NERVOUS SYSTEM AND ORGANS OF SPECIAL SENSE

The nervous system consists of the brain and the spinal cord, and of the cranial and spinal nerves. The rudiment of the future brain and spinal cord first appears in the embryos of some Cyclostomes (e.g. Bdellostoma), of Elasmobranchs, and of Chondrostei (e.g. Acipenser), and of Neoceratodus among the Dipnoi, in the form of a tubular medullary canal pinched off from the epiblast of the dorsal surface of the body. By a somewhat different method, but with the same final result, a medullary canal is formed in other Cyclostomes (e.g. Petromyzon), in the Holostei and Teleostei, and in Lepidosiren,[^[438]] from a solid ingrowing keel of epiblast which subsequently becomes tubular. Later, the medullary canal in the head enlarges, and becomes divided by two transverse constrictions into three vesicles, the primary fore-, mid-, and hind-brain, leaving the rest of the canal to form the spinal cord.

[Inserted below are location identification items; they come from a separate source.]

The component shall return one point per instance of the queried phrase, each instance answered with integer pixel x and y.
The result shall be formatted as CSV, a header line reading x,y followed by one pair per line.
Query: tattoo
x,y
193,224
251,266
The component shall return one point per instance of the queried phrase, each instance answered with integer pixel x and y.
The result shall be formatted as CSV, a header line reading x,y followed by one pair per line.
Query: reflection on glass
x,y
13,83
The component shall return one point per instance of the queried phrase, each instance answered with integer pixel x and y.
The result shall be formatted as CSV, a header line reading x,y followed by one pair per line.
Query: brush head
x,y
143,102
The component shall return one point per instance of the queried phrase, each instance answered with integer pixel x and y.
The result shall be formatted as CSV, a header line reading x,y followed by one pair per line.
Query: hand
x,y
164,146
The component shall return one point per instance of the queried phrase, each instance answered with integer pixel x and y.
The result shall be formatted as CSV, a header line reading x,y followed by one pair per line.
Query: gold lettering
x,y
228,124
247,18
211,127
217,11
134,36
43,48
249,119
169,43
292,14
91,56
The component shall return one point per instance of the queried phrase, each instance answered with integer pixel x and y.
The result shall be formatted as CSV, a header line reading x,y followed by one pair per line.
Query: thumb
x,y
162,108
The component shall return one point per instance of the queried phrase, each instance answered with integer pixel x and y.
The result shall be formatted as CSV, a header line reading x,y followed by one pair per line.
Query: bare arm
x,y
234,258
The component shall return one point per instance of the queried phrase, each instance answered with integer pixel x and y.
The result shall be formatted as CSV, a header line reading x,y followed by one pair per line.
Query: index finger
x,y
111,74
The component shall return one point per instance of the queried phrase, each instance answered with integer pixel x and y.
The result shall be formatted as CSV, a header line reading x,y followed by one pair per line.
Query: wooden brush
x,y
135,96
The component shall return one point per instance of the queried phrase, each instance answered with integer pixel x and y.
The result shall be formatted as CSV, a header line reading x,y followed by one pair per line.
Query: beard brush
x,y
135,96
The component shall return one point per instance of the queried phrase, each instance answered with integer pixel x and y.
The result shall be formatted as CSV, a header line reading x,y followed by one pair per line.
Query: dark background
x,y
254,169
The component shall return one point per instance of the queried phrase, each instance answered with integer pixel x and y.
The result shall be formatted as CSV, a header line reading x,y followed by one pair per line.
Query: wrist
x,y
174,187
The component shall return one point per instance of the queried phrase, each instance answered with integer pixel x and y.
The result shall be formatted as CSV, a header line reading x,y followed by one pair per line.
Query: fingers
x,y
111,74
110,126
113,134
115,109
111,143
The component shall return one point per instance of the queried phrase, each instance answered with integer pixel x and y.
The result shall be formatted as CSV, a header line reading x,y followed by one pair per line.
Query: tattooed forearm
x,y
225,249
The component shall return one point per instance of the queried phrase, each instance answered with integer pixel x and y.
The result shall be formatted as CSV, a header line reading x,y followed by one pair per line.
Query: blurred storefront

The Spinal Cord.—This portion of the medullary canal retains a simpler and more uniform cylindrical structure. Its walls thicken and their component cells become converted into nerve cells and nerve fibres, but a remnant of the original cavity remains in the adult as a minute axial canal, with a ciliated epithelial lining, the central canal of the spinal cord or myelocoele. In most Fishes the spinal cord extends the whole length of the body, but in some Teleosts, especially in certain Plectognathi, it is remarkably short. In a Sun-Fish (Orthagoriscus), 2½ metres long, and weighing about a ton and a half, the cord was only 15 mm. in length, or shorter than the brain.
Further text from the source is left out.